Growth Slows In U.S. Due to Consumers Spending Less

The largest economy in the world, cooled off during the second quarter due to very little growth in jobs that in turn prompted Americans to cut back spending. Local and state governments also made cutbacks adding to the problem. The gross domestic product increased at an annual rate of 1.5% for the latest quarter. The GNP is the value of goods and services that are produced in the country.

The U.S. Department of Commerce showed on Friday that household purchases grew at their slowest rate in over a year. Household purchases account for almost 70% of the GDP.

The looming tax changes in the U.S. and the debt crisis in Europe threatens to halt any expansion in the economy and is hurting revenue at companies from Proctor & Gamble to UPS. Policy makers at the Federal Reserve, led by Ben Bernanke, its Chairman, will meet in the coming week to discuss the possibility of further stimulus measures to help boost growth along with decreasing unemployment. The unemployment rate has not fallen below 8% in over three years.

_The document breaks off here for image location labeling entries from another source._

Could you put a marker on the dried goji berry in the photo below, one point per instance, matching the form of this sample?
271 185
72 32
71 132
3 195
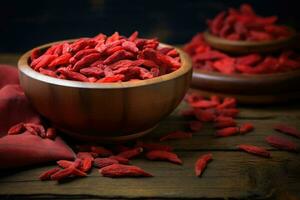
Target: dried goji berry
83 155
51 133
86 164
260 151
281 143
120 159
62 174
65 163
195 125
287 130
131 153
16 129
205 115
47 174
201 163
119 170
227 132
203 104
176 135
224 124
101 151
246 127
163 155
154 146
103 162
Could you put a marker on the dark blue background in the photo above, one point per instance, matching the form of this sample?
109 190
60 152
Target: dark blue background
25 24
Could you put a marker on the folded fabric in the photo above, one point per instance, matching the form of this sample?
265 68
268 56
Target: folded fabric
8 75
14 108
29 143
27 149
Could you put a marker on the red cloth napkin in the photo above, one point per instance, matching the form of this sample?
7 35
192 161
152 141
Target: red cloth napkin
14 108
8 75
25 148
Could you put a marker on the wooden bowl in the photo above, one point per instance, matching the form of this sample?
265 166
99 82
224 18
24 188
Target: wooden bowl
243 47
257 89
107 112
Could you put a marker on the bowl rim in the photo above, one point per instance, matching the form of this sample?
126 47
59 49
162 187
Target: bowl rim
253 77
23 66
243 43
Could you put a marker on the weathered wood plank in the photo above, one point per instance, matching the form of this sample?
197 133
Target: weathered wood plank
230 175
205 138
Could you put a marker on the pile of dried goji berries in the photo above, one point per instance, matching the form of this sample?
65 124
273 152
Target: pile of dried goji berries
206 58
242 24
104 59
245 24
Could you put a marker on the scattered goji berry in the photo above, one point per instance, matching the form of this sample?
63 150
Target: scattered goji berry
281 143
51 133
131 153
225 132
47 174
120 159
119 170
195 126
224 124
287 130
176 135
163 155
153 146
103 162
16 129
101 151
246 127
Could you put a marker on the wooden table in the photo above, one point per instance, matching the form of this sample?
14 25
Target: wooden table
232 173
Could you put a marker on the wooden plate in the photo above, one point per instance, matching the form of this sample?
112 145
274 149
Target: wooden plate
266 88
242 47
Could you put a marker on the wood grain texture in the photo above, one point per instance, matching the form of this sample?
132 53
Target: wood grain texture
232 173
229 175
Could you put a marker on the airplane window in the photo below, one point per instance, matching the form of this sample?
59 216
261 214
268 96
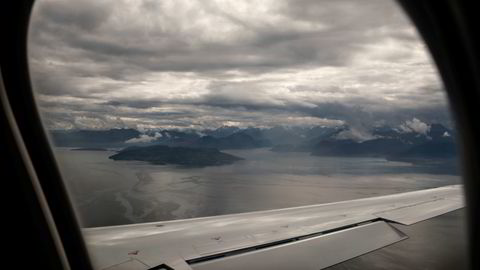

A Barclay’s Capital economist said the country would not bust free of the moderate growth it is been in for some time. He says that growth existed but it was slow, although not fragile and a modest pickup would occur in the second half of the year.

The report on the GDP left the door ajar for President Obama for reelection in a campaign that has been dominated by concerns over the economy. This election is thought to be the closest presidential race in decades.